Thursday, February 16, 2017

The Forces behind the Invisible Hand

3. What is ‘hidden’ about the ‘hidden hand’? Explicate the following: This division of labor, from which so many advantages are derived, is not originally the effect of any human wisdom, which foresees and intends that general opulence to which it gives occasion. It is the necessary, though very slow and gradual, consequence of a certain propensity in human nature which has in view no such extensive utility; the propensity to truck, barter, and exchange one thing for another.” (I, chapter 2)


Smith suggests in this quote that the capacity for the trading of goods and services is a feature inherent in human beings, and it is this very feature that allows for the division of labor to occur in human societies. Humans, just like animals, act selfishly in pursue of their own interests. But our ability to trade with each other provides us with a far more efficient way of acquiring utility for ourselves than we could have ever had if we simply produced everything for ourselves. It enables each person to produce what he has a comparative advantage in producing, then trade it for products he desires that are produced by others, thereby increasing each party’s utility, making trade consistent with each party’s individual pursuit of self-interest. This is the fundamental basis through which the division of labor is allowed to occur naturally, without explicit planning or guidance, all because of human nature’s innate selfishness as well as its propensity to trade. Such is what makes the invisible hand “invisible”, as the only forces at work behind these interactions are these two passive properties of human nature. 

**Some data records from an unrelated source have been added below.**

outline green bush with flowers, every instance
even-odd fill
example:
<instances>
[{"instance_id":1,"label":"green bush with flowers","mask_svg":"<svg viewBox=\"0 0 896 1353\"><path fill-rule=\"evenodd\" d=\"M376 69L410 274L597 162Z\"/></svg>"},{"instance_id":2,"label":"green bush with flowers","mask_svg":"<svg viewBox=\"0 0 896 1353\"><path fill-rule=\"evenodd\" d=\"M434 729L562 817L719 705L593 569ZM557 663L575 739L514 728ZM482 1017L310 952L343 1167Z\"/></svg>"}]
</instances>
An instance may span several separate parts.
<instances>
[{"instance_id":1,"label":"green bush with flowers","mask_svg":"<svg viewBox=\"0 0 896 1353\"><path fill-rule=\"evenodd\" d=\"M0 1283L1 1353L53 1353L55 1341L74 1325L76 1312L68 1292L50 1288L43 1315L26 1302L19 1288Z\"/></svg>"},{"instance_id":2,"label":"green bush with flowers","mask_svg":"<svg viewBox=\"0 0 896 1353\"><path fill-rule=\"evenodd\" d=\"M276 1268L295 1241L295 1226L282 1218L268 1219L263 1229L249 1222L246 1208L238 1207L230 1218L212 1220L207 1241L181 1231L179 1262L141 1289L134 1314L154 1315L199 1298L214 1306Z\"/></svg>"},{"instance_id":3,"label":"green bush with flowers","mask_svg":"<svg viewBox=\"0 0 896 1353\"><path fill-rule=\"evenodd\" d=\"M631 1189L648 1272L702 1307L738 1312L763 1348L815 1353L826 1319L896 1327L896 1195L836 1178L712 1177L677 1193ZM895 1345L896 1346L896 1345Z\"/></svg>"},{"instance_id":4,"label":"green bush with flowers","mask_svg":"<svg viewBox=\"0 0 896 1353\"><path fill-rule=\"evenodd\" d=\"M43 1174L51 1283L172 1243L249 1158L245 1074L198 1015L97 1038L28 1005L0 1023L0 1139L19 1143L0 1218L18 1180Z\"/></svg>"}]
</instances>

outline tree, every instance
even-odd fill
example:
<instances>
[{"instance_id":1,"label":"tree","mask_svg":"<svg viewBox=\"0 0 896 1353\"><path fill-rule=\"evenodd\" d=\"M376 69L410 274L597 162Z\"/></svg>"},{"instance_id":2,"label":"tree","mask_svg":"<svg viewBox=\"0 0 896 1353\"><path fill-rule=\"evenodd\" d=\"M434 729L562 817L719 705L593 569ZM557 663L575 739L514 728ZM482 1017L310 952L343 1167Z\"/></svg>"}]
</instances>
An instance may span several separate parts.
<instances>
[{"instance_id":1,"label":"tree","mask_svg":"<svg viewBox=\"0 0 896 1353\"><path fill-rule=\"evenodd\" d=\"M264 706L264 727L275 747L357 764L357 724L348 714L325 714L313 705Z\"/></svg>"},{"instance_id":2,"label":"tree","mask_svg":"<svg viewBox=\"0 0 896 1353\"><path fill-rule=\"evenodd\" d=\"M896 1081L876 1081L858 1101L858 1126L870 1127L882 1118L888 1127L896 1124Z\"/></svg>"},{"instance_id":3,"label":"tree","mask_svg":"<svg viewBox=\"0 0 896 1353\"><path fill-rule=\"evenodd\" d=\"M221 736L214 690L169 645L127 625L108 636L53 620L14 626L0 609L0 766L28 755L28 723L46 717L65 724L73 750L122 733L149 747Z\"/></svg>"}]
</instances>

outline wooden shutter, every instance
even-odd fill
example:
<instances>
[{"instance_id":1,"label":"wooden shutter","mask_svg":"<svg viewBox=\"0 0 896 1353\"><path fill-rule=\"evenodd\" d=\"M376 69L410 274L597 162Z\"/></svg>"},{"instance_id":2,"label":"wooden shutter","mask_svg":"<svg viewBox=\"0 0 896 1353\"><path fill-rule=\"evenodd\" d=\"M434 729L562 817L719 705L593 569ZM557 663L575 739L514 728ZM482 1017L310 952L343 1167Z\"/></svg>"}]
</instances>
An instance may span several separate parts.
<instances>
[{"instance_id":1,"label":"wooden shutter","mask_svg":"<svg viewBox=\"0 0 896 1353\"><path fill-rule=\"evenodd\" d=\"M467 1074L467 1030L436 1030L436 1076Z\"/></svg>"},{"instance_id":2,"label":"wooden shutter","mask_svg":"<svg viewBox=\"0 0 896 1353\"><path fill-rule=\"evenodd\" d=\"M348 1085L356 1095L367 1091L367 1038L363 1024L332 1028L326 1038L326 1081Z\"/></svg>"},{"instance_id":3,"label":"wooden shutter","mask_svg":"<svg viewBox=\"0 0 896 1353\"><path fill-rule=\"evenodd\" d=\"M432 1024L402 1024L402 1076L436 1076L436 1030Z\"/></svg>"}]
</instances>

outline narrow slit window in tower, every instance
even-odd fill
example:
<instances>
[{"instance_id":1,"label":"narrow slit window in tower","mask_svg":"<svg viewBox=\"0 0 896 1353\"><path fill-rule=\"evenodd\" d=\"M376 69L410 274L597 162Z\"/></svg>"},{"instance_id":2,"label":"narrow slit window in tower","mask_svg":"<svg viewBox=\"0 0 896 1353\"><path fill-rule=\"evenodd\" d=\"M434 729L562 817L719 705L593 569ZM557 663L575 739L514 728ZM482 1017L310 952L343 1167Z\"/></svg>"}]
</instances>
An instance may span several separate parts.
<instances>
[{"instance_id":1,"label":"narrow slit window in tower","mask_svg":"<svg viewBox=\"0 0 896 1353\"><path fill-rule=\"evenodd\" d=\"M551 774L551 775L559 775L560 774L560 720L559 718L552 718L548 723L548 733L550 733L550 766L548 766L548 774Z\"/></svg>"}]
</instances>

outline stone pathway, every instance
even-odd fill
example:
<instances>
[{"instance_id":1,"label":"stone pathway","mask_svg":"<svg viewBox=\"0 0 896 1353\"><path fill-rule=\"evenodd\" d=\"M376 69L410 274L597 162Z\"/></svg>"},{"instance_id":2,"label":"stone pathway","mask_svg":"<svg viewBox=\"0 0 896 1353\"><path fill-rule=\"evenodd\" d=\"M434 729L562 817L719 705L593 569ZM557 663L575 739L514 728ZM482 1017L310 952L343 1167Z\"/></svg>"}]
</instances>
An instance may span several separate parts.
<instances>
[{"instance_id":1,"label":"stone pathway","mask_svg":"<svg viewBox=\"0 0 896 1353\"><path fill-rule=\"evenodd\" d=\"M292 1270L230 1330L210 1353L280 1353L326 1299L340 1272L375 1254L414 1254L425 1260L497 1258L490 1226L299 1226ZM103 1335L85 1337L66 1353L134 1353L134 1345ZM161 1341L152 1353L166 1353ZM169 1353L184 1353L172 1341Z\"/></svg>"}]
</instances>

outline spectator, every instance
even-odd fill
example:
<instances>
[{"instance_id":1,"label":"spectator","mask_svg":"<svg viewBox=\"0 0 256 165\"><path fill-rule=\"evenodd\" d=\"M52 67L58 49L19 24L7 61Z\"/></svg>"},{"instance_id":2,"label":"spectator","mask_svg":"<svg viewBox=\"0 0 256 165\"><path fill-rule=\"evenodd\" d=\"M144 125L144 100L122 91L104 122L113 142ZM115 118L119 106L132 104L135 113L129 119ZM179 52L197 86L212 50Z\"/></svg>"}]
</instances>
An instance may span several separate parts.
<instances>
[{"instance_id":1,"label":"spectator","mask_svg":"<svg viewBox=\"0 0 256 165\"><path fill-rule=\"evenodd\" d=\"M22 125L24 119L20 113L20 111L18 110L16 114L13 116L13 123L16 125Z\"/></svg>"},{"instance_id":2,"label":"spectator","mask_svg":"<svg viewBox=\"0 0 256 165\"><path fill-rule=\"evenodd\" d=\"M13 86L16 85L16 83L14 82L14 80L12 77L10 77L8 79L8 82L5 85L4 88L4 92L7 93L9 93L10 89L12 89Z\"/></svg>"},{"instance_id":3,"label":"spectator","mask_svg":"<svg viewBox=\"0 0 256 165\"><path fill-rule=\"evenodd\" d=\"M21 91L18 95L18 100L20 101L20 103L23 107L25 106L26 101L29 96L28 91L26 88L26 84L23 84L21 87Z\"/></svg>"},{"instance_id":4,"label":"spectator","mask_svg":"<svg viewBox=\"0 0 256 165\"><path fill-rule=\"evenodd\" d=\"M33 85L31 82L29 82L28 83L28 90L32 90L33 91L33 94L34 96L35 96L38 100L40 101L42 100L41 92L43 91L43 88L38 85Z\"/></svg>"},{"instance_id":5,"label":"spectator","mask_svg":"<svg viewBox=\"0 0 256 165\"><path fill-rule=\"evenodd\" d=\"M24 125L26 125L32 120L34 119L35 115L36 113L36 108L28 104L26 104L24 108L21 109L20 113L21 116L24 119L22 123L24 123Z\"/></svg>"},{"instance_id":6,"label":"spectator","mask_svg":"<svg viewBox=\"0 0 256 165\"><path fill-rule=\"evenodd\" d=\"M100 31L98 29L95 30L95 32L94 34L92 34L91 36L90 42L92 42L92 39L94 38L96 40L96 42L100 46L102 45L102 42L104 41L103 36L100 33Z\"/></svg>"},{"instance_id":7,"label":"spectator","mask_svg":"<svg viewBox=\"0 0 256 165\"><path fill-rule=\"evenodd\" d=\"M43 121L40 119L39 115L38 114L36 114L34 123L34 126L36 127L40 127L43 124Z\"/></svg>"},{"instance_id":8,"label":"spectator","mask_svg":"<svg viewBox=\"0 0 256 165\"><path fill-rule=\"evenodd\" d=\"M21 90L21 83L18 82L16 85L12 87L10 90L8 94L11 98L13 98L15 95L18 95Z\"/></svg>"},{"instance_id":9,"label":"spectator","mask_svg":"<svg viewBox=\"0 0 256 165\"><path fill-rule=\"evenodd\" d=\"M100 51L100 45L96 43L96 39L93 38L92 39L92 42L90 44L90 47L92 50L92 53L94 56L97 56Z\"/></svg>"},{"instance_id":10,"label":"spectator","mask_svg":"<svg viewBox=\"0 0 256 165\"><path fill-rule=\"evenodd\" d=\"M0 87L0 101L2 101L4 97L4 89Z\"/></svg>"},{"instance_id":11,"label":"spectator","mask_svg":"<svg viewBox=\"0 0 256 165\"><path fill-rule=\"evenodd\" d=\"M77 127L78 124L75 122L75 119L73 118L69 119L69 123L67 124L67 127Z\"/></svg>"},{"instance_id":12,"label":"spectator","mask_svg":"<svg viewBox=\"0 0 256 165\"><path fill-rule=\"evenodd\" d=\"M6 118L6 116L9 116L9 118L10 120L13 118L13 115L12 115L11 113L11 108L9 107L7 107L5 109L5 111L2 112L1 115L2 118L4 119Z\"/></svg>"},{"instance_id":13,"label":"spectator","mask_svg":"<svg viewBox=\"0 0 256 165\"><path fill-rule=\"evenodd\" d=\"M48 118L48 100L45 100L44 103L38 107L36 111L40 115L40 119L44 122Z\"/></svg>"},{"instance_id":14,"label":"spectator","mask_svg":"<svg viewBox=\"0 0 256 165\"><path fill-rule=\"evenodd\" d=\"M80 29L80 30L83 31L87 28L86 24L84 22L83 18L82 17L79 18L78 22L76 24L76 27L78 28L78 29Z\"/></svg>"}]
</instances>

These acts of trading at the individual level could then be amplified in scale into the global economy, yet the central principles behind its functioning remains the same. The free market exists and operates efficiently only because of individual humans’ self-interest and capacity for trade. No one consciously acts in the best interests of the market’s or the nation’s economic wellbeing, since one “intends only his own gain. [And yet,] he is in this, as in many other cases, led by an invisible hand to promote an end which was no part of his intention,” (485) that is the welfare of the market and of the nation. The invisible hand, on the broader, societal scale, remains invisible in that no individual is specifically working to ensure the market functions properly, yet its effects becomes more profound as it is what drives each market to its natural equilibrium price and quantity, meanwhile maximizing efficiency and the utility of the participants. Such is the essence of the ideology behind free market capitalism, where the lack of interference in the market produces the best possible outcome overall, as the invisible hand, in the form of forces inherent in human nature, guides society toward that goal.